We started our third day of Terra Madre with the Universita degli Studi di Scienze Gastronomiche (UNISG) in an Urban Foraging class. Foraging is the ancient practice of gathering wild plants, herbs, minerals, and fungi to eat. We walked around Parco de Valentino all morning exploring the natural edibles.
Clover was all over the park – and is common back home as well. It is a native of Europe but has been used as a pasture crop worldwide.
The blossom to the root is edible but really only the blossoms are pleasant to human tastes.
Under the hazelnut trees, we found Galinsoga Parviflora. The leaves can be eaten raw in mixed salads, cooked in soups, or dried to powder and sprinkle on dishes.
Urtica Urens is important for it’s medicinal properties – it’s useful for stomach cramps, acne, or to purify blood. In cooking, it is used after boiling in omlette, dumplings, or quiches.
This plant, Chenopodium Album, is known as spinach and it used in similar ways – dumplings, quiches, risotti. Like spinach, it’s also high in iron and Vitamin B.
Dandelions are a common edible in the states and here in Italy as well! All parts of the plant are edible and have medicinal and culinary uses. The flowers can be added to a salad or made into jelly or wine. The leaves are rich in potassium, antioxidants, and Vitamins A and C and can be eaten like other greens – raw, steamed, boiled, sauteed, or braised. The roots can be harvested too and can help balance blood sugar and stimulate digestion.
Purslane has been known to overtake our garden beds back home and was found here in Parco de Valentino as well. It’s commonly consumed in the Mediterranean area raw in salads, cooked in soups, or pickled in vinegar.
These broad leaves of Plantago Lanceolata have a taste similar to mushrooms and can be used in salads or boiled like spinaches.
Nasturtiums, while cultivated as part of the landscape here, are also one of my favorite edible flowers!
After our Urban Foraging class, we headed north of the city to Via Borga Dora to hear Carlo Petrini, the president of Slow Food, present the new campaign – eartHeart: Defend the Future.
Over the past 10,000 years, humans have grown thousands of plant varieties. But in the last 70 years, 75% of these have been lost due to monocultures, chemical fertilizers, pesticides, and factory farms. This type of agriculture is bad for our environment and bad for our health, but biodiversity can save our planet.
When we walked out of the Scuola Holden where the event was held, we saw the Turin Eye floating about the skyline. We added that to our list of things to do while we are in town.
Our next stop was the Mercato de Porta Palazzo – it’s said that it is the largest open air market in the world.
The market was vibrant and lively – so many sights, sounds, and smells to take in. There were so many varieties of fruits and vegetables that I had never seen before!
The variety of citrus available was beautiful (and tasty)!
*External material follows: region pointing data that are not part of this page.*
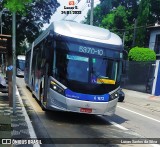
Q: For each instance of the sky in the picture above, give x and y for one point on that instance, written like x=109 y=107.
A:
x=82 y=6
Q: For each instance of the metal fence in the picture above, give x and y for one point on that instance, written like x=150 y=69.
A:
x=138 y=76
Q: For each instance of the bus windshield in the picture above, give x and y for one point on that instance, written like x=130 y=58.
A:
x=87 y=69
x=21 y=64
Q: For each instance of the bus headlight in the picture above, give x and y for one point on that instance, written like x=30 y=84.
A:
x=114 y=96
x=56 y=87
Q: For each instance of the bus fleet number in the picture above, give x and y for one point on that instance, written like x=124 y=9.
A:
x=90 y=50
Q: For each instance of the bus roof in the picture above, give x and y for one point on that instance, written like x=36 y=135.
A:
x=81 y=31
x=86 y=32
x=21 y=57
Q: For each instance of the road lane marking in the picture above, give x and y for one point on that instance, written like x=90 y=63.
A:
x=139 y=114
x=113 y=123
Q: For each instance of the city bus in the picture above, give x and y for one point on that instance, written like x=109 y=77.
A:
x=75 y=67
x=20 y=65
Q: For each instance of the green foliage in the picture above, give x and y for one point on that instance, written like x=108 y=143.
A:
x=16 y=5
x=141 y=54
x=143 y=15
x=29 y=26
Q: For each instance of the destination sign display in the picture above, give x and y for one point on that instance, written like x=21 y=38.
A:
x=88 y=49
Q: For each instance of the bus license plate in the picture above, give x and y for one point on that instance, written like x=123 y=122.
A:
x=86 y=110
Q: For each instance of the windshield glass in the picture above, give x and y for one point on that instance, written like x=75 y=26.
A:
x=77 y=68
x=73 y=67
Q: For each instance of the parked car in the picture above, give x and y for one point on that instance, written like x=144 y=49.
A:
x=121 y=96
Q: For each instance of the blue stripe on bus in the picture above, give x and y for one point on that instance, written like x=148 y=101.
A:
x=86 y=97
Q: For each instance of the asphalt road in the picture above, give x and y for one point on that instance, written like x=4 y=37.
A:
x=124 y=124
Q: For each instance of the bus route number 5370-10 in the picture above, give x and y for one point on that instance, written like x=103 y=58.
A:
x=90 y=50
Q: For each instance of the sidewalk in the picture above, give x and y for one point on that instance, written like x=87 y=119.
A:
x=16 y=126
x=12 y=125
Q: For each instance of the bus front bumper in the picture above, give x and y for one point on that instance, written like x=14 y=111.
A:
x=62 y=103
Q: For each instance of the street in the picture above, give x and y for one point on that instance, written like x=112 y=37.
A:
x=134 y=118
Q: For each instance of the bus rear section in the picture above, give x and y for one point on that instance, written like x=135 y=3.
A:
x=20 y=65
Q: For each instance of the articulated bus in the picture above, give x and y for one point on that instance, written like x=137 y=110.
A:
x=76 y=68
x=20 y=65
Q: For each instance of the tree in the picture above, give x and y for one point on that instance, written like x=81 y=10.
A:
x=141 y=54
x=30 y=22
x=143 y=20
x=99 y=12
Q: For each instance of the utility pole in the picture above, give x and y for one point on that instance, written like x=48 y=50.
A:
x=14 y=59
x=91 y=15
x=1 y=34
x=134 y=34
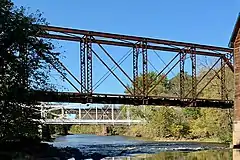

There were many fall squashes and gourds available at the market – many shapes and sizes that I hadn’t seen before but the color and seeds on the inside were immediately recognizable.
Of course, the market had endless stalls of cheese, meat, pasta, breads, flowers, and everything else you can imagine too!
Next, we stopped by “The Garden Revolution” exhibit. The photos, hanging in the arches of the city center, showed how urban gardens can bring positive change to schools, hospitals, and prisons. The United States was highlighted in this exhibit – showing photos of gardens in New York, Chicago, and Los Angeles.
Appropriately, our next stop was “The Garden Revolution” conference at the Carignano Theater. We heard from Edward Mukiibi about his work with the 10,000 Gardens in Africa project, from Ron Finley about his work as a “guerilla gardener” in Los Angeles and lastly, from Alice Waters about her work with the Edible Schoolyard primarily.
Cacao Perdido was our last class of the day. In this class, we learned about the biodiversity of cacao including prized and relatively unknown varieties specifically in the upper reaches of the Amazon (Peru, Ecuador, Columbia, Venezuela).
We also had the special treat of tasting a variety of vermouths with our single-origin chocolates.
Another great day in the books at the Terra Madre Slow Food Conference!